THE FREE-TO-PLAY GAME COMMODITY
Summary
Over the last couple of years the free-to-play digital game has become a real phenomenon in the games industry; game publishers are releasing their games for free, without consumers necessarily paying for it. The concept of a free-to-play game has a different business model than the more traditional digital game, which also results in a different game commodity. This thesis investigates the shift from a traditional flat-fee or monthly subscription game commodity, towards a free-to-play game commodity. By exploring the shift towards a free-to-play game commodity, from a political economy approach, this thesis critically engages with its industry structures, business models, production and game design. This thesis is divided in three levels of analysis, it will start with a macro approach and look at the overarching level of freeconomics in digital culture, thereafter it will zoom into digital game production and free-to-play game production, and finally, it will take a micro approach and investigate free-to-play game design.
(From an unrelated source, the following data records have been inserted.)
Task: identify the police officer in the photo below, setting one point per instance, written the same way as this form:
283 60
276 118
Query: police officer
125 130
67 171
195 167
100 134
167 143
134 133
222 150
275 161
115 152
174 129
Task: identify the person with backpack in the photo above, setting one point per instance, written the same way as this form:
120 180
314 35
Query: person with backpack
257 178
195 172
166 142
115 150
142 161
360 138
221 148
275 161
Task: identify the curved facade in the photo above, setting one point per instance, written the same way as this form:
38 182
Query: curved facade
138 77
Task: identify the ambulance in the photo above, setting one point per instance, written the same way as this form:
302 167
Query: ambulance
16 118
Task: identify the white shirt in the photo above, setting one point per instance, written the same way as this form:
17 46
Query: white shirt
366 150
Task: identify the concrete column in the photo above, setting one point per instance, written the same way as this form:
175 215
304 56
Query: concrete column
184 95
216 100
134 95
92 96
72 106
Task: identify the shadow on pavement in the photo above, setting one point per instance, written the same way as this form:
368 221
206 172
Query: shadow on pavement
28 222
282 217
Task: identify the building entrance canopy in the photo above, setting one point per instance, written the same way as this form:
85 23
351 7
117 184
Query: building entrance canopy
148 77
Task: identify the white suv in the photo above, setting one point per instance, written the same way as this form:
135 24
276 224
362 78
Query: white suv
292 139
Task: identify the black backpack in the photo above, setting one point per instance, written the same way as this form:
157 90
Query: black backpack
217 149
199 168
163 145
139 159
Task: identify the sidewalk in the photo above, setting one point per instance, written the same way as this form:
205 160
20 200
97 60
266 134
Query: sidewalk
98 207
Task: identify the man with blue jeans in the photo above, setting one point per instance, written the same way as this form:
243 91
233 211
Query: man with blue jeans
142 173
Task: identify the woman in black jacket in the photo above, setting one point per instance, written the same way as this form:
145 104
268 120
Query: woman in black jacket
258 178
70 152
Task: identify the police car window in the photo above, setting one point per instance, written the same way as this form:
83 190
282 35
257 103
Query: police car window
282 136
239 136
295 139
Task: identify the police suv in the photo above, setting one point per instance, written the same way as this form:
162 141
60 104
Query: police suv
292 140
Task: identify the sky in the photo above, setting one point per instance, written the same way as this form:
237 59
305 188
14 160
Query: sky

Taken together, these three levels will critically analyze the free-to-play commodity form a political economy perspective. Compared to the traditional digital game commodity, this thesis will show how the free-to-play commodity uses audience labor to add surplus value and, in some form, control the monetization process through an extensive focus on post-development. It is therefore argued that the free-to-play game commodity embodies new forces of production, design and consumption in the games industry, and is a clear attempt of capital to force itself beyond its limits to commodify digital games with a new scope and intensity.